For a while, I assumed that when students struggled with online learning, it came down to them. Poor time management, getting distracted, not pushing hard enough. The responsibility sat with the learner.
Being on both sides of the screen changed that assumption. I’ve been a student stuck in a course with a confusing layout, and I’ve been a teacher watching students hit the same wall from the other side. Both times, the problem wasn’t effort. It was the environment the effort was happening in.
The interface takes energy before the content even starts
A cluttered course layout costs something before a student reads a single word of content. They spend a few seconds, sometimes longer, figuring out where to click, what’s clickable, and what they already saw versus what’s new. That’s mental energy spent on the interface instead of the material.

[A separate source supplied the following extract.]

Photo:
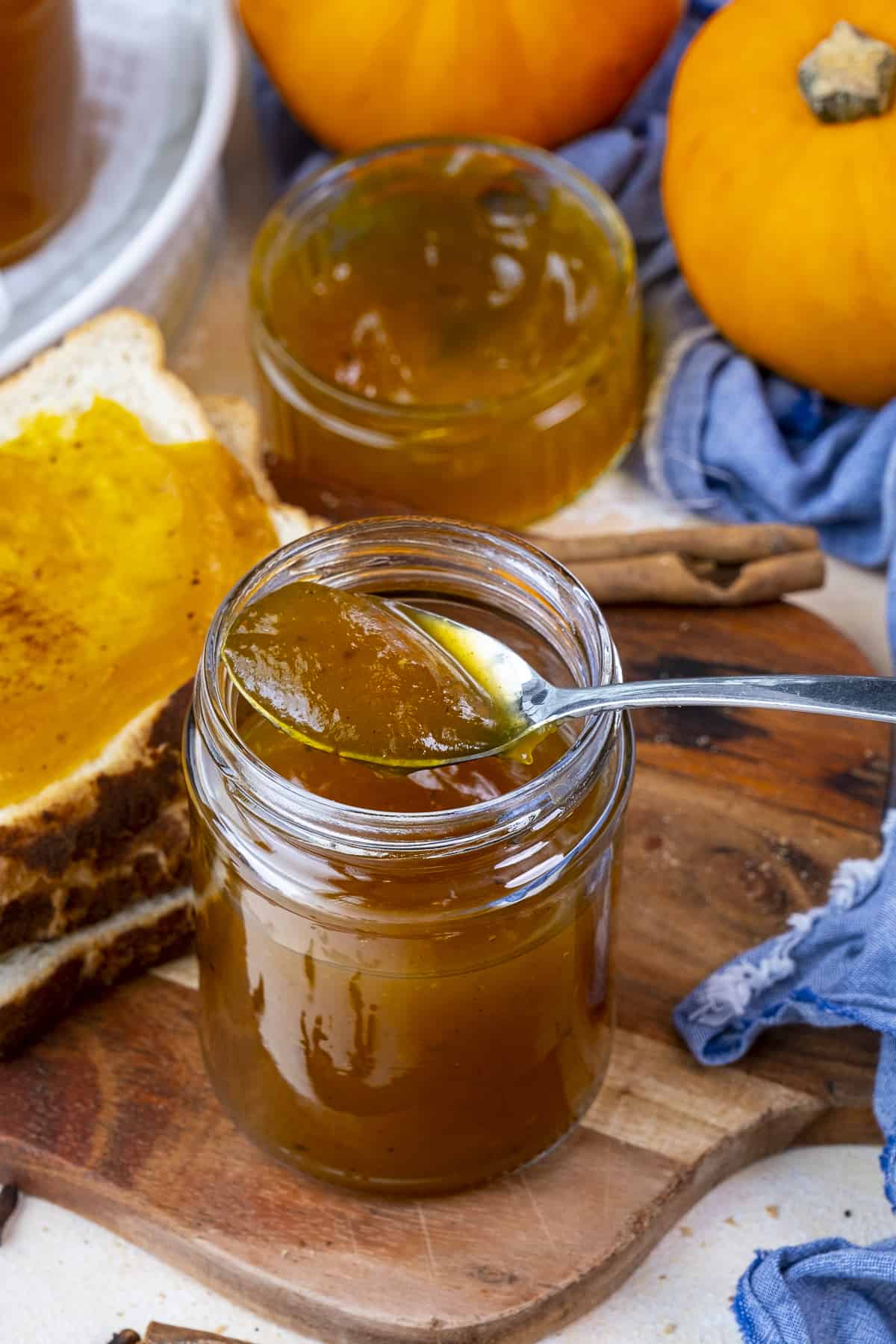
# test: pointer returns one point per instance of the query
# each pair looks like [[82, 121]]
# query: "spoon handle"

I’ve watched genuinely hardworking students hit this wall. Not because they gave up, but because the system kept adding small obstacles between them and the work. A confusing menu here, an unclear next step there. Eventually the friction outweighs the motivation, no matter how determined someone started out.
That reframed a question I used to ask. Instead of “why can’t they stay focused,” I now ask “is the layout helping them focus, or fighting them for attention.” Those are different problems, and only one of them is the student’s to solve.

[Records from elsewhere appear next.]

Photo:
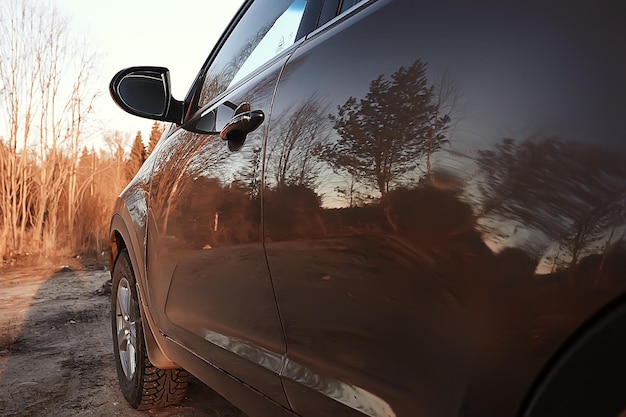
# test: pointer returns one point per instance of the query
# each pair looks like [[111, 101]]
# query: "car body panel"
[[411, 241], [426, 223], [205, 221]]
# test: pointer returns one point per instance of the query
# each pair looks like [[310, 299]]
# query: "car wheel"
[[144, 386]]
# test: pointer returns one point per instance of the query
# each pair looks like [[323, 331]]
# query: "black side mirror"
[[145, 92]]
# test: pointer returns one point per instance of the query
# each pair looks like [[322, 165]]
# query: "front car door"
[[208, 281]]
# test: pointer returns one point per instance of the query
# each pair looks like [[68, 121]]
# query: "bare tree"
[[45, 95]]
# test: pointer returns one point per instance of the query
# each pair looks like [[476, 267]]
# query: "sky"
[[177, 35]]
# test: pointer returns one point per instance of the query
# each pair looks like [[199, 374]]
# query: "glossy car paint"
[[427, 223]]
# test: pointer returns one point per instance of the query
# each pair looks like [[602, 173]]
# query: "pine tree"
[[155, 135], [137, 157]]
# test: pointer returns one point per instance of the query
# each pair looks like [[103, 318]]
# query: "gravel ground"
[[55, 349]]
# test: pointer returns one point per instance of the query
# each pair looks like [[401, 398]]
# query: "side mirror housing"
[[146, 92]]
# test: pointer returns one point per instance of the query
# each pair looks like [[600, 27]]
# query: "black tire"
[[144, 386]]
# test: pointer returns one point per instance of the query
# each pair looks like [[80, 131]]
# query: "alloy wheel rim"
[[126, 329]]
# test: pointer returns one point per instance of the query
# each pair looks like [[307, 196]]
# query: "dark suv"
[[383, 208]]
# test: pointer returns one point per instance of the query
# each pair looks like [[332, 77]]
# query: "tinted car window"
[[267, 28]]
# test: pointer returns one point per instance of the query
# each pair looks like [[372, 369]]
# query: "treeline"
[[61, 204], [55, 195]]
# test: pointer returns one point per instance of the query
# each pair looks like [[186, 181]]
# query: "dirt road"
[[56, 354]]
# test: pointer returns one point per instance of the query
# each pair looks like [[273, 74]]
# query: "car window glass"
[[267, 28]]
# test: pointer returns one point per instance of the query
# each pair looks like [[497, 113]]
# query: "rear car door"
[[444, 206], [208, 281]]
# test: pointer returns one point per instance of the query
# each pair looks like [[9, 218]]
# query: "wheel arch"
[[120, 239]]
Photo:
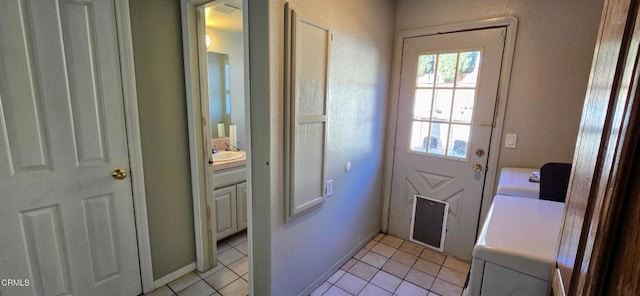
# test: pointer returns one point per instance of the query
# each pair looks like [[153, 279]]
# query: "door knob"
[[119, 174]]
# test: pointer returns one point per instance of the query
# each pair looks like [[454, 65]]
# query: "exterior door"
[[67, 224], [448, 89]]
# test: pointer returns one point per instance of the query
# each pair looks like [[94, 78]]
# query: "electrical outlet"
[[329, 190]]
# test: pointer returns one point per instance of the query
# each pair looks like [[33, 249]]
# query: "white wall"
[[232, 43], [552, 60], [307, 247]]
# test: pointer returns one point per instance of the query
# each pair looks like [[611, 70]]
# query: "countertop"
[[240, 162]]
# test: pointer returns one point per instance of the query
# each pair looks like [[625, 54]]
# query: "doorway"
[[217, 94], [447, 128]]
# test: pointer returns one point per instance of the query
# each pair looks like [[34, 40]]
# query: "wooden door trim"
[[134, 141], [605, 151], [511, 24]]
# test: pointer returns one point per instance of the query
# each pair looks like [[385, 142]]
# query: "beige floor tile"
[[411, 248], [386, 281], [396, 268], [221, 278], [427, 267], [360, 253], [384, 250], [335, 291], [457, 265], [200, 288], [419, 278], [240, 267], [404, 258], [374, 259], [320, 290], [210, 271], [445, 288], [392, 241], [184, 281], [336, 276], [349, 264], [433, 256], [373, 290], [351, 283], [455, 277], [162, 291], [409, 289], [370, 245], [363, 270], [238, 287], [229, 256]]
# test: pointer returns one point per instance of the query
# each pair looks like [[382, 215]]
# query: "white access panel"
[[515, 182]]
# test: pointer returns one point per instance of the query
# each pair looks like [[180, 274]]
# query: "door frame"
[[134, 142], [491, 174]]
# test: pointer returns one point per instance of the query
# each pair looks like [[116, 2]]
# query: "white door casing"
[[435, 166], [67, 225]]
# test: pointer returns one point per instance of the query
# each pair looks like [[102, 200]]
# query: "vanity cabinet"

Feedback speed changes more than I expected
The other piece I underestimated was how much feedback timing affects a learner’s confidence. When a quiz or a forum post gets a response quickly, a student knows where they stand and can adjust right away. When that feedback is delayed, uncertainty sits there and grows, and I’ve felt that as a student myself, not knowing whether I was on the right track for days at a time.
Fast feedback doesn’t just answer a question. It keeps a learner moving instead of stalling out on a guess they can’t confirm. As a teacher, I’ve started treating this as a design requirement, not a nice-to-have. If a tool can give a learner a quick read on where they stand, whether that’s an auto-graded quiz or a fast reply on a discussion thread, it earns its place in the course. If it can’t, I look for something that can.
This holds even with adult learners who are more self-directed. Self-direction doesn’t remove the need for feedback. It just means learners are quicker to notice when it’s missing.
What I do differently now
I check layouts the way I’d check a test item: does this ask the learner to do work that has nothing to do with learning? If yes, that’s on me to fix, not on the learner to push through. And I build in checkpoints wherever I can, quizzes, polls, short forum responses, specifically so learners get a read on their own progress before confusion has time to settle in.
None of this means learner habits don’t matter. They do. But I stopped treating “the learner struggled” as a complete explanation. Now it’s a starting question: struggled with the material, or struggled with the system I put in front of them?